Code Monkey home page Code Monkey logo

Comments (6)

blagoySimandov avatar blagoySimandov commented on June 10, 2024

Pretty sure this is not a problem with Colly but with the terminal. Most terminals do not support cyrillic output. If you put everything in a database everything should look fine (I've crawled cyrillic pages before and I know that it works). But in case you really need to have the output displayed in the terminal try using something like Windows PowerShell ISE - it has a fairly good support for displaying Unicode.

from colly.

Dinver avatar Dinver commented on June 10, 2024

Pretty sure this is not a problem with Colly but with the terminal. Most terminals do not support cyrillic output. If you put everything in a database everything should look fine (I've crawled cyrillic pages before and I know that it works). But in case you really need to have the output displayed in the terminal try using something like Windows PowerShell ISE - it has a fairly good support for displaying Unicode.

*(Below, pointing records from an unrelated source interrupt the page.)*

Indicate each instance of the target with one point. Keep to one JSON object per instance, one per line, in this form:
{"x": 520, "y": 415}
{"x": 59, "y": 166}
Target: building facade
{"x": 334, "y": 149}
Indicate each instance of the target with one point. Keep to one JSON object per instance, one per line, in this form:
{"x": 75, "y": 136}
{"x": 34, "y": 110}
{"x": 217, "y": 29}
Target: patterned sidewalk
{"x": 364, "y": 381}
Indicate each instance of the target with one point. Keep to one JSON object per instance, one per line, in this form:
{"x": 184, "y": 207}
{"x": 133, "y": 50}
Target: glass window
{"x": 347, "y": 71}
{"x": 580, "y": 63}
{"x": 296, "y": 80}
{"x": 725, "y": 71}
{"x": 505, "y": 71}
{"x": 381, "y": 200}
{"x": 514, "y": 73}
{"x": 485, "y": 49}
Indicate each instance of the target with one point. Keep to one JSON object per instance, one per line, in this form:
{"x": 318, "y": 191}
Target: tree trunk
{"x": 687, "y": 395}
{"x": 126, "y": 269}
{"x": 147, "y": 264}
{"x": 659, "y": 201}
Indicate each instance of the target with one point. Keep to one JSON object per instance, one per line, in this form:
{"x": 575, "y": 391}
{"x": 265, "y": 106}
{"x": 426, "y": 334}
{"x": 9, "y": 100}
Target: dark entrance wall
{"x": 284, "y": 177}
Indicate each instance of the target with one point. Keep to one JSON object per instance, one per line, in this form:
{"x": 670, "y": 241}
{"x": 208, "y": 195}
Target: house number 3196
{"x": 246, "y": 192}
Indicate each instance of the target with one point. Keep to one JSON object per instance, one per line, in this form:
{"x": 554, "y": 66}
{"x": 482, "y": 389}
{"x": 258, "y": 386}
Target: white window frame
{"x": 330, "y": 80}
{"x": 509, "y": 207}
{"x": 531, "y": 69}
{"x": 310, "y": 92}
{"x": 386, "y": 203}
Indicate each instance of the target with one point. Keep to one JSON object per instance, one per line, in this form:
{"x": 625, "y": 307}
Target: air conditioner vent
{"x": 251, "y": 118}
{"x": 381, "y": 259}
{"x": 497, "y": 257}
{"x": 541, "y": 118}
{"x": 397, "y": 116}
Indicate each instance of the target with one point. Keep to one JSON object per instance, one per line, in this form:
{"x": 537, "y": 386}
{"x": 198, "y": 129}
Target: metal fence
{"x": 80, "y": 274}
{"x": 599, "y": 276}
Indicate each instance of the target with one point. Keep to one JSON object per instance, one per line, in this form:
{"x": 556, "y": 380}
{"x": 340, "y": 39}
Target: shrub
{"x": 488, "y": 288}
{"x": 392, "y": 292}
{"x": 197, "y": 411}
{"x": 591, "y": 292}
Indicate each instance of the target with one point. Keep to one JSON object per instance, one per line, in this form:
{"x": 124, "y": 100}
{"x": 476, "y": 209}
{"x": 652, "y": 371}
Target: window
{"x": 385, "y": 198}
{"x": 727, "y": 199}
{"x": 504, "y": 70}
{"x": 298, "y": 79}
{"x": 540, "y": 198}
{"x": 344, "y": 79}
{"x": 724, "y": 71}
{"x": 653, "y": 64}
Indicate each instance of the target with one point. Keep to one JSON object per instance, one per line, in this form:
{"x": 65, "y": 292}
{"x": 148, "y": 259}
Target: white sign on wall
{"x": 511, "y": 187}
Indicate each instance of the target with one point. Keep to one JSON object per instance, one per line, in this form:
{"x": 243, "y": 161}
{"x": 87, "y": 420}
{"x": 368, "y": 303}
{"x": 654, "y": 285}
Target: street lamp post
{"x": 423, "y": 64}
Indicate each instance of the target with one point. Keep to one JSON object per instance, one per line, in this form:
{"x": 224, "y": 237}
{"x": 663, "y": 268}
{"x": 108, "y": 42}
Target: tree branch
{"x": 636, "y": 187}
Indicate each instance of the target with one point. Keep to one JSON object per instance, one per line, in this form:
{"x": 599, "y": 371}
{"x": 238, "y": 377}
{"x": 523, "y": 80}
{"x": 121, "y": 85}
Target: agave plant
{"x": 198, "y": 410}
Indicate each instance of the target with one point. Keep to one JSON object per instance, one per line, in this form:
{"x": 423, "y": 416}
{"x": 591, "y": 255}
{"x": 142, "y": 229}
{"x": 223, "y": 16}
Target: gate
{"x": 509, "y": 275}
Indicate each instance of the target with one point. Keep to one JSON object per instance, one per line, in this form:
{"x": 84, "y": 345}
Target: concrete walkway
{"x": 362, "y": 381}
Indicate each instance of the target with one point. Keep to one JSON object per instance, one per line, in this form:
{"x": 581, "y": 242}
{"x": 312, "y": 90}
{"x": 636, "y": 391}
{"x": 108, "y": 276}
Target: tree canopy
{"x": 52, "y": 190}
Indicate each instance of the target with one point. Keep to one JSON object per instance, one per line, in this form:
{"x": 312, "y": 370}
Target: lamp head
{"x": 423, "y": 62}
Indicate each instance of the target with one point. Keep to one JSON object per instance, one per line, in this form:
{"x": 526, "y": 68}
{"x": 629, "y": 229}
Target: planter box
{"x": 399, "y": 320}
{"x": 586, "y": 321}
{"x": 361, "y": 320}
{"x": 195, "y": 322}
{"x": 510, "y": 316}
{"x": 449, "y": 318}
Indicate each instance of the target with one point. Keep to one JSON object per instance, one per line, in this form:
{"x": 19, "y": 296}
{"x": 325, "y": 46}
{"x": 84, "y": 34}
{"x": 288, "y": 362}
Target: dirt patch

It's not about the terminal, this example is just to reproduce the error. The on API data is also sent incorrectly.

from colly.

WGH- avatar WGH- commented on June 10, 2024

Yeah, I can reproduce it with colly/v2, too

from colly.

Dinver avatar Dinver commented on June 10, 2024

Solved the problem, by adding a check meta[http-equiv='Content-Type'] in body, in the absence of a "charset" but with "text/html" in the header. I don't know if this is the correct approach, but it solves the problem.

response.go:

package colly

import (
	"bytes"
	"fmt"
	"io/ioutil"
	"mime"
	"net/http"
	"strings"

	"github.com/PuerkitoBio/goquery"
	"github.com/saintfish/chardet"
	"golang.org/x/net/html/charset"
)

// Response is the representation of a HTTP response made by a Collector
type Response struct {
	// StatusCode is the status code of the Response
	StatusCode int
	// Body is the content of the Response
	Body []byte
	// Ctx is a context between a Request and a Response
	Ctx *Context
	// Request is the Request object of the response
	Request *Request
	// Headers contains the Response's HTTP headers
	Headers *http.Header
	// Trace contains the HTTPTrace for the request. Will only be set by the
	// collector if Collector.TraceHTTP is set to true.
	Trace *HTTPTrace
}

// Save writes response body to disk
func (r *Response) Save(fileName string) error {
	return ioutil.WriteFile(fileName, r.Body, 0644)
}

// FileName returns the sanitized file name parsed from "Content-Disposition"
// header or from URL
func (r *Response) FileName() string {
	_, params, err := mime.ParseMediaType(r.Headers.Get("Content-Disposition"))
	if fName, ok := params["filename"]; ok && err == nil {
		return SanitizeFileName(fName)
	}
	if r.Request.URL.RawQuery != "" {
		return SanitizeFileName(fmt.Sprintf("%s_%s", r.Request.URL.Path, r.Request.URL.RawQuery))
	}
	return SanitizeFileName(strings.TrimPrefix(r.Request.URL.Path, "/"))
}

func (r *Response) fixCharset(detectCharset bool, defaultEncoding string) error {
	if len(r.Body) == 0 {
		return nil
	}
	if defaultEncoding != "" {
		tmpBody, err := encodeBytes(r.Body, "text/plain; charset="+defaultEncoding)
		if err != nil {
			return err
		}
		r.Body = tmpBody
		return nil
	}
	contentType := strings.ToLower(r.Headers.Get("Content-Type"))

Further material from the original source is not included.